Question

DESeq2 (Different results when using interactive term equation)

0

Entering edit mode

LR0306 ▴ 10

@lr0306-13464

Last seen 6.6 years ago

Hello all,

I am trying to use DESeq2 to determine the number of main effect DEGs and interaction DEGs in a two-factor experiment, where each factor has 2 levels.

###################################################

Basically, for my coldata object below,

> coldata

disease vitamin treatment

NC.1 N C NC

NC.2 N C NC

NC.3 N C NC

NR.1 N R NR

NR.2 N R NR

NR.3 N R NR

VC.1 V C VC

VC.2 V C VC

VC.3 V C VC

VR.1 V R VR

VR.2 V R VR

VR.3 V R VR

I get the same results no matter which of the below three codes I use below:

dds = DESeqDataSetFromMatrix(countData = data, colData = coldata, design = ~ disease*vitamin)

dds = DESeqDataSetFromMatrix(countData = data, colData = coldata, design = ~ disease + vitamin + disease*vitamin)

dds = DESeqDataSetFromMatrix(countData = data, colData = coldata, design = ~ disease + vitamin + disease:vitamin)

disease_V_vs_N has 0 DEGs

vitamin_R_vs_C has 941 DEGs

diseaseV.vitaminR has 0 DEGs

###################################################

However, for that same coldata object, if I do the following code:

dds = DESeqDataSetFromMatrix(countData = data, colData = coldata, design = ~ disease + vitamin)

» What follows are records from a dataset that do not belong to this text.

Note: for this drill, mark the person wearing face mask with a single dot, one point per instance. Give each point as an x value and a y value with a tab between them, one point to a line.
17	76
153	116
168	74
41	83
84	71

I get different values for the effects (and I get no interactive effects due to the model used):

disease_V_vs_N has 34 DEGs

vitamin_R_vs_C has 1919 DEGs

###################################################

Finally, if I rename the rows of the coldata object as follows:

> coldata

disease vitamin treatment

N.1 N N

N.2 N N

N.3 N N

N.4 N N

N.5 N N

N.6 N N

V.1 V V

V.2 V V

V.3 V V

V.4 V V

V.5 V V

V.6 V V

And run the following code:

dds = DESeqDataSetFromMatrix(countData = data, colData = coldata, design = ~ treatment)

I know get the following:

disease_V_vs_N has 43 DEGs

###################################################

I am hoping to obtain some DEGs to look at for the disease_V_vs_N comparison, so I like the last method. However, I also need to obtain the other main effect an interactive term, which I can only do with the first method.

My questions are:

1) Is the inconsistency across the methods surprising? For example: disease_V_vs_N comparison has 0 DEGs, 34 DEGs, and 43 DEGs across the methods. Similarly, vitamin_R_vs_C has 941 DEGs and 1919 DEGs across the methods.

2) Is there another method to test for interaction that might reveal a different number of DEGs than the count of 0 I obtain in this case?

3) How (in)appropriate would it be for me to use the last method for my disease_V_vs_N comparison (mostly because I am hoping to have at least a handful of DEGs) and do the same procedure for the vitamin_R_vs_C comparison, but use the first method for my interactive term?

Thank you for sharing your thoughts on this matter.

DESeq2 • 506 views

ADD COMMENT • link updated 6.6 years ago by Michael Love 43k • written 6.6 years ago by LR0306 ▴ 10

score 0 · Answer 1 · 2018-04-10

Q1: these are totally different designs with different interpretations. Take a look at the section of the vignette on interactions and otherwise I strongly recommend you meet with a statistician to discuss the proper design for your experiment if you don’t follow the difference between these after reading the material in our vignette.

Q2: No

Q3: You should pick a design based on what you want to test — so on the proper meaning of the coefficients and controlling for the right variables — and definitely not based on looking at how many genes are rejecting the null.